A HashBlock is a small Hashtable that manages itself its own writing and reading to/from disk. It can only store ProxyFeatureLists as values associated to keys which are DeInterns or IoAddrInterns. Unlike a Hashtable, it just deals with a chunk of the hashcode space, but only its client class, PersistentIrfHashtable, is aware of this.
This class implements a classic hashtable, but it adds functionality: first, it divides the table in chunks that can be stored to disk so that they don't fill up the memory. Each chunk is a HashBlock. Also, it implements the getActualSource() method which is at the center of the indexing mechanism.

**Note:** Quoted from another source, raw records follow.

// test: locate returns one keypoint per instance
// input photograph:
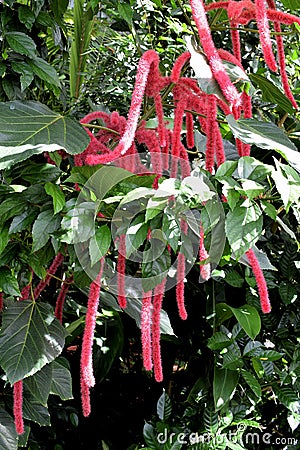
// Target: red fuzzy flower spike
(157, 305)
(264, 34)
(281, 59)
(215, 62)
(150, 57)
(211, 116)
(121, 266)
(146, 329)
(87, 379)
(260, 281)
(59, 306)
(203, 255)
(18, 406)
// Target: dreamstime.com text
(238, 437)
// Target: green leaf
(243, 227)
(246, 315)
(136, 234)
(8, 435)
(61, 383)
(21, 43)
(31, 127)
(39, 384)
(30, 338)
(12, 206)
(149, 436)
(26, 73)
(4, 237)
(252, 382)
(45, 224)
(99, 244)
(126, 12)
(218, 341)
(44, 71)
(154, 268)
(271, 93)
(171, 229)
(8, 282)
(224, 384)
(22, 221)
(57, 195)
(263, 134)
(164, 407)
(26, 16)
(33, 410)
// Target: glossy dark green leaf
(44, 71)
(271, 93)
(57, 195)
(8, 282)
(30, 338)
(8, 435)
(224, 384)
(243, 227)
(99, 244)
(28, 128)
(26, 16)
(45, 224)
(39, 384)
(21, 43)
(263, 134)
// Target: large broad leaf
(30, 128)
(271, 93)
(30, 338)
(224, 385)
(246, 315)
(8, 435)
(243, 227)
(39, 384)
(265, 135)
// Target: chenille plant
(201, 202)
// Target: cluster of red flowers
(119, 137)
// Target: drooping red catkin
(189, 130)
(146, 329)
(51, 271)
(18, 406)
(260, 281)
(264, 34)
(121, 266)
(281, 59)
(149, 57)
(235, 39)
(87, 379)
(59, 306)
(211, 116)
(215, 62)
(180, 286)
(156, 350)
(178, 66)
(203, 255)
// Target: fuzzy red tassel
(18, 406)
(260, 281)
(146, 329)
(87, 379)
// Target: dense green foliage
(229, 370)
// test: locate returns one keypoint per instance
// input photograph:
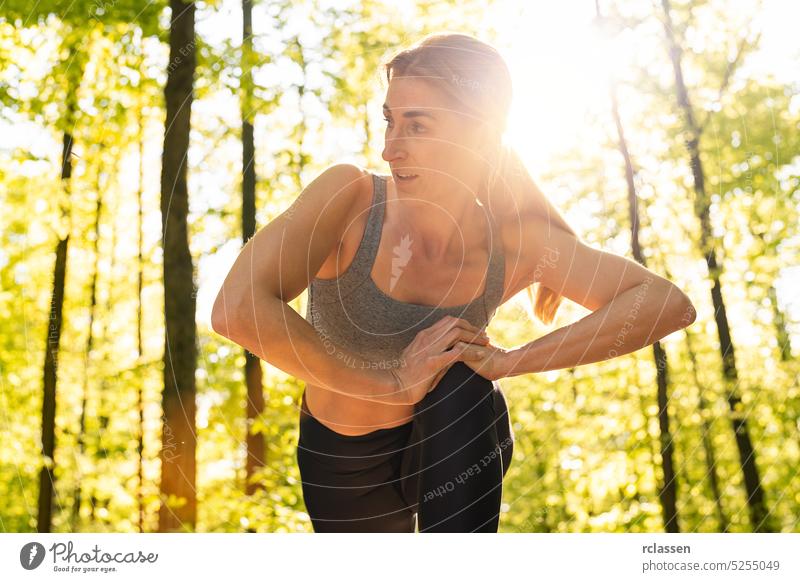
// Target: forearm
(635, 318)
(276, 333)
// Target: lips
(404, 176)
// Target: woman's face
(425, 136)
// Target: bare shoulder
(522, 245)
(356, 184)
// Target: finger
(464, 350)
(458, 334)
(448, 322)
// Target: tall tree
(252, 366)
(759, 515)
(668, 491)
(178, 509)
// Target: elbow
(686, 313)
(224, 315)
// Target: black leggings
(446, 466)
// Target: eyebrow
(411, 114)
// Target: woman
(402, 417)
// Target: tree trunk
(668, 493)
(139, 349)
(76, 505)
(178, 509)
(252, 365)
(759, 515)
(46, 475)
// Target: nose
(393, 149)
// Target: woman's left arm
(632, 307)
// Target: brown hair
(476, 78)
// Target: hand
(491, 365)
(428, 357)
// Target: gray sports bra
(352, 312)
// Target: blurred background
(666, 131)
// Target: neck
(442, 229)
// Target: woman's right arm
(275, 266)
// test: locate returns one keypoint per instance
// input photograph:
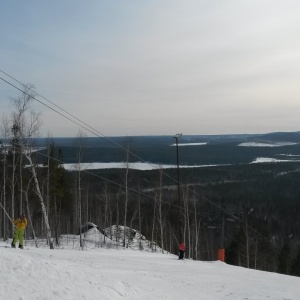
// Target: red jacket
(182, 246)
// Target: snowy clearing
(41, 273)
(256, 144)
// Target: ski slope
(117, 273)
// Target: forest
(250, 210)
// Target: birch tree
(28, 122)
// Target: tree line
(258, 225)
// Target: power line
(95, 132)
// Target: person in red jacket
(181, 250)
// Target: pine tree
(284, 259)
(295, 269)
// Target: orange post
(221, 255)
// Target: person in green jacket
(20, 225)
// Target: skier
(20, 225)
(181, 250)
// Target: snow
(189, 144)
(270, 160)
(113, 272)
(143, 166)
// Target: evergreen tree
(284, 259)
(295, 269)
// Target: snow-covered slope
(117, 273)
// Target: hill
(118, 273)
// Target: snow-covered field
(271, 144)
(117, 273)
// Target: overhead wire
(99, 134)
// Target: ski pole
(7, 214)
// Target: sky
(155, 67)
(116, 273)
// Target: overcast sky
(156, 67)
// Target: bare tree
(5, 136)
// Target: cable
(96, 132)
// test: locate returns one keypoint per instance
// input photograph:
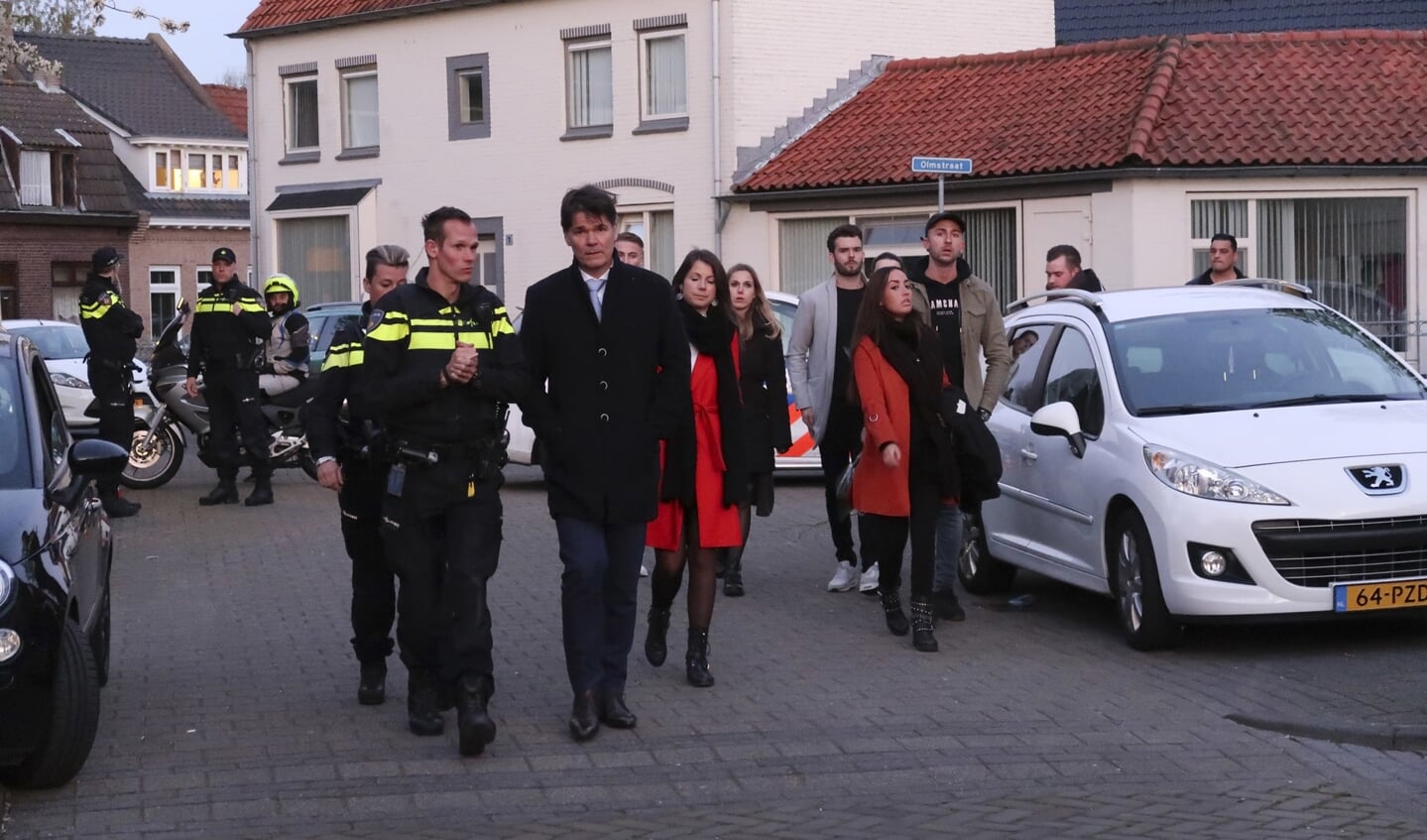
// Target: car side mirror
(1059, 420)
(94, 458)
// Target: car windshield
(1251, 358)
(55, 341)
(15, 461)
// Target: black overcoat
(605, 391)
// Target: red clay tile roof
(1284, 98)
(280, 13)
(233, 101)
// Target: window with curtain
(665, 80)
(36, 187)
(802, 251)
(590, 86)
(360, 110)
(315, 253)
(301, 114)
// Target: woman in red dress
(704, 474)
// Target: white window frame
(290, 123)
(347, 77)
(647, 113)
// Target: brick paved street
(231, 709)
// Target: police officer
(111, 329)
(351, 461)
(441, 364)
(230, 327)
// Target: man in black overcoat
(610, 362)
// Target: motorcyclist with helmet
(286, 360)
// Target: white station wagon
(1202, 452)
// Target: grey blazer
(811, 352)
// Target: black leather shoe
(119, 508)
(422, 716)
(656, 644)
(224, 494)
(475, 725)
(262, 492)
(615, 713)
(584, 718)
(371, 687)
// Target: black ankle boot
(224, 494)
(696, 660)
(422, 713)
(262, 492)
(471, 699)
(892, 606)
(371, 687)
(922, 637)
(656, 645)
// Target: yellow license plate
(1393, 595)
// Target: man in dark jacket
(610, 365)
(230, 325)
(1063, 271)
(1223, 261)
(111, 331)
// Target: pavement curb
(1384, 736)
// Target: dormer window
(178, 170)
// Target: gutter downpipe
(718, 163)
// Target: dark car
(55, 560)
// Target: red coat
(887, 419)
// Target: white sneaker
(868, 580)
(845, 579)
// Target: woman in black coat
(764, 383)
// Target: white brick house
(363, 119)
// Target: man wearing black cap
(230, 325)
(110, 329)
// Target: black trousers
(444, 545)
(839, 445)
(113, 390)
(233, 407)
(884, 540)
(374, 586)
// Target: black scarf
(913, 351)
(712, 335)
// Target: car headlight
(67, 381)
(1208, 481)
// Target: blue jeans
(949, 528)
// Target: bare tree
(61, 17)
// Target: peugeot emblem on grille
(1383, 479)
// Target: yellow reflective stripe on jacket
(345, 355)
(224, 305)
(393, 327)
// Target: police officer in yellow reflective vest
(441, 365)
(111, 331)
(230, 325)
(351, 459)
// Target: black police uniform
(442, 510)
(226, 347)
(111, 331)
(357, 443)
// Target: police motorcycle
(158, 455)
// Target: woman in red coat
(705, 477)
(907, 466)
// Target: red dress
(718, 523)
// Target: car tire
(73, 718)
(1139, 599)
(979, 572)
(159, 465)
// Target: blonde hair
(761, 305)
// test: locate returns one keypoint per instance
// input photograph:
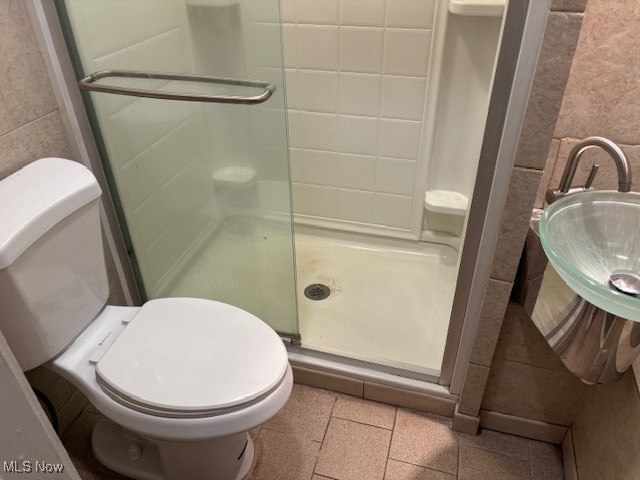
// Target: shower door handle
(88, 83)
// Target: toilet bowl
(180, 381)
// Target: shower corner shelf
(234, 175)
(477, 8)
(446, 201)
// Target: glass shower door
(202, 188)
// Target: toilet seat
(192, 358)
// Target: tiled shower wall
(356, 84)
(601, 97)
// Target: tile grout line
(333, 406)
(386, 462)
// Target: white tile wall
(356, 88)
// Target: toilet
(179, 381)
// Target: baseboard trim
(523, 427)
(569, 457)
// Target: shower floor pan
(389, 302)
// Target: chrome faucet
(614, 151)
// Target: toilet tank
(53, 279)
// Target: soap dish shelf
(446, 201)
(477, 8)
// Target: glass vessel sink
(586, 237)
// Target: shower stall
(323, 147)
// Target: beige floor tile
(254, 432)
(476, 464)
(404, 471)
(546, 461)
(353, 451)
(306, 414)
(425, 440)
(365, 411)
(283, 457)
(509, 445)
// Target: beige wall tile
(534, 393)
(546, 174)
(534, 259)
(44, 137)
(494, 304)
(514, 223)
(554, 64)
(520, 341)
(5, 120)
(604, 87)
(474, 384)
(467, 424)
(24, 83)
(569, 5)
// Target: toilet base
(125, 452)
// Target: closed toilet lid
(192, 357)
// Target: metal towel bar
(88, 83)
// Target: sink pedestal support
(595, 345)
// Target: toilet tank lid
(38, 196)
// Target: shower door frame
(518, 55)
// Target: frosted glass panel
(203, 189)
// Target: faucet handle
(592, 176)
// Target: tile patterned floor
(322, 435)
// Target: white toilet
(179, 380)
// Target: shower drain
(317, 291)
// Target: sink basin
(587, 236)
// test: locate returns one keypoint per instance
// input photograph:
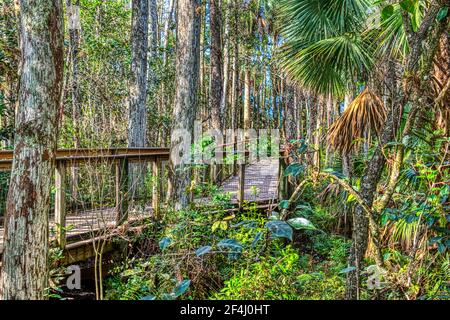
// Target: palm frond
(365, 114)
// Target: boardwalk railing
(120, 158)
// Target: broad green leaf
(274, 216)
(231, 244)
(203, 250)
(347, 270)
(280, 229)
(257, 238)
(301, 224)
(164, 243)
(181, 288)
(442, 13)
(215, 225)
(284, 204)
(408, 5)
(294, 169)
(387, 12)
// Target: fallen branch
(373, 226)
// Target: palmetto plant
(364, 115)
(324, 49)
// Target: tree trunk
(73, 16)
(166, 31)
(25, 268)
(187, 76)
(216, 78)
(137, 130)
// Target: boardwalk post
(282, 185)
(241, 187)
(157, 184)
(122, 192)
(60, 204)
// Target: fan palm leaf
(365, 114)
(323, 49)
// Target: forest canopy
(237, 149)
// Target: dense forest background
(359, 92)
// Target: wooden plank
(241, 186)
(282, 180)
(60, 204)
(85, 155)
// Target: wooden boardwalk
(260, 186)
(260, 182)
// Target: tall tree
(25, 267)
(216, 73)
(137, 130)
(186, 96)
(73, 17)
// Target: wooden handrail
(84, 155)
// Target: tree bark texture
(24, 269)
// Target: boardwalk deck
(260, 186)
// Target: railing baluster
(157, 186)
(60, 204)
(122, 192)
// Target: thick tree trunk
(24, 268)
(187, 76)
(137, 130)
(166, 30)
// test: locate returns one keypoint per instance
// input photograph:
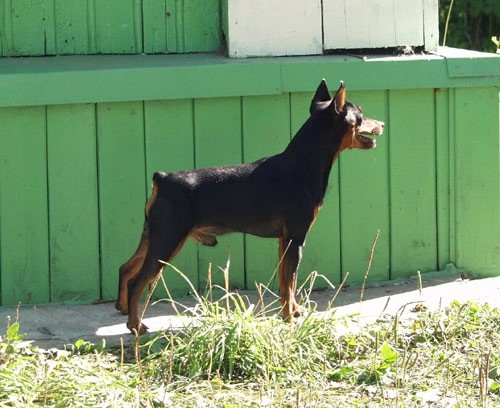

The core of IdxIntern, this class combines two hashtables to keep track of every indexing feature, where it comes from, and prepares the job for retrieval, "sorting" values and organizing them in feature lists. At first, it was designed to be generic, so everything could be stored in this object, and the keys could be of any type. The class was actually compliant to the Dictionary interface. But for efficiency and persistence sake, this class is now very specific to the framework. It defigns a contract, and anyone wishing to use a different persistence scheme, for example, will have to define a class obeying the same contract. So its interface has become more and more specific, and so are the interfaces underneath (PersistentIrfHashtable, IoAddrIntern, DeIntern, ...).
The PDKC class is (de)serialized by the IdxIntern using Java serialization (write/readObject()). IdxIntern uses the same methods to (de)serialize the two contained PersistentIrfHashtable objects. The latter contain methods to manage the file-based persistence of the HashBlocks they contains. The PersistentIrfHastable class computes the name of the file in which the needed HashBlock is stored. A static method in HashBlock (readFrom(BufferedRandomAccessFile)) then reads it from the given file if it's available; otherwise it creates the file and assumes the Block was empty, as it had never been accessed. The block itself provides file-based persistence, with help from the PersistentObjectManager class, for reading and writing the DeInterns, IoAddrInterns and ProxyFeatureLists which the block refers to. If need be, the block can be asked to store itself on disk.